Visum AI showcased a Vision Language Model (VLM) application in collaboration with Siemens Industry, Inc. at Automate 2025. The demonstration was developed jointly with Siemens and Nvidia. It received strong interest, with several prospective customers engaging in discussions about their own use cases and the potential of VLMs to drive meaningful business outcomes.

Automate 2025 is the largest robotics and automation event in the Americas, serving as a premier platform for showcasing cutting-edge technologies and innovations in the field. Additional information about Automate 2025 is available on LinkedIn and the official event website. Siemens Industry, Inc., a global leader in industrial automation and digitalization solutions, served as the lead sponsor for the event.

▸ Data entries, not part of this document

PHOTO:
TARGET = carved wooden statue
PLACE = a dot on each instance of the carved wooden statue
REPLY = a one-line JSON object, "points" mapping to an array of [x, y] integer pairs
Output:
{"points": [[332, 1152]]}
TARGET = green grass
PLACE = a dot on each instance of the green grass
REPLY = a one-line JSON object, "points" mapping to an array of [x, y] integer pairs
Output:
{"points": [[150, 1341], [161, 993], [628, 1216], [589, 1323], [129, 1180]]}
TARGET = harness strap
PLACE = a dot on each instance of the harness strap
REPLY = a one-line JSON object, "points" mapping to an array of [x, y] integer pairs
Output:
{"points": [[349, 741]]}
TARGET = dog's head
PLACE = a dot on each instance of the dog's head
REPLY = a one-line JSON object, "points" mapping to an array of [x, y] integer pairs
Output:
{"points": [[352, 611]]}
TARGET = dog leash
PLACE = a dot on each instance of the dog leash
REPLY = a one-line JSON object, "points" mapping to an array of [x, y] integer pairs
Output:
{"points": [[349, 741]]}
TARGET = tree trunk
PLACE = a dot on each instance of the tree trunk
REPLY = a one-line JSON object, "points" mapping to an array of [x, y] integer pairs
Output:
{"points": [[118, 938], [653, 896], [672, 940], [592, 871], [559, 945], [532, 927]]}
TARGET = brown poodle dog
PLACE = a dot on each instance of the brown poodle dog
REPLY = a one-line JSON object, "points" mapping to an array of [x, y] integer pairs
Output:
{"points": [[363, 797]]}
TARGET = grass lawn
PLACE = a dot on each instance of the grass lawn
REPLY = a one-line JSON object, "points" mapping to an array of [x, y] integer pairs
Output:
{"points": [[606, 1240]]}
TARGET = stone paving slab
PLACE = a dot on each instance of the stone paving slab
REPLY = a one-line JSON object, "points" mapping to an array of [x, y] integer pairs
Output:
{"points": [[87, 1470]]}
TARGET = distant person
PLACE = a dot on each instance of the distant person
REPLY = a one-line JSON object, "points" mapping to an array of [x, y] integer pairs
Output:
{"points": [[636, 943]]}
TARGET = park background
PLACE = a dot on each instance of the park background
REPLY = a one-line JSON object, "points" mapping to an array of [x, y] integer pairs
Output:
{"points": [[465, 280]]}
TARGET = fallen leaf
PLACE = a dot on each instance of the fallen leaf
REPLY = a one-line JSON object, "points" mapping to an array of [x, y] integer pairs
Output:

The demonstration highlights the capabilities of Vision Language Models (VLMs), offering the ability to select from a range of VILA and NVILA models originally developed by NVIDIA Research. These models are quantized to 4-bit and 8-bit precision and deployed on an edge device—a Siemens industrial PC equipped with an NVIDIA L4 GPU. The application supports loading multiple VLMs simultaneously, provided they fit within the available GPU memory. Once loaded, the models perform inference on images captured in real time from an integrated camera system.

For the purposes of this demonstration, an industrial-grade Basler camera was utilized. The application supports multiple image capture modes, including network trigger, Basler software trigger, and hardware trigger. In network trigger mode, images are captured either via a command sent through a network port or by using a capture button within the application interface. The Basler software stack facilitates the other two modes. In hardware trigger mode, image capture is initiated by an external hardware signal. In software trigger mode, the application was configured to capture images at regular intervals, with a frame acquired every 15 seconds.

The Siemens team developed a demonstration setup featuring a robotic arm that transferred objects from one bin to another. Objects were selected at random, resulting in a zero-shot object detection scenario. A hardware trigger was configured to activate the camera precisely when the robotic arm passed in front of it. Upon image capture, inference was sequentially performed using all loaded Vision Language Models. The output from each model was displayed on-screen and concurrently logged to a database, which could later be accessed through a secondary application for detailed analysis. The application allows one to specify a prompt for each VLM separately. With this setup, one can evaluate the efficacy of VLMs for a large variety of scenarios by modifying the prompts and capturing a variety of images.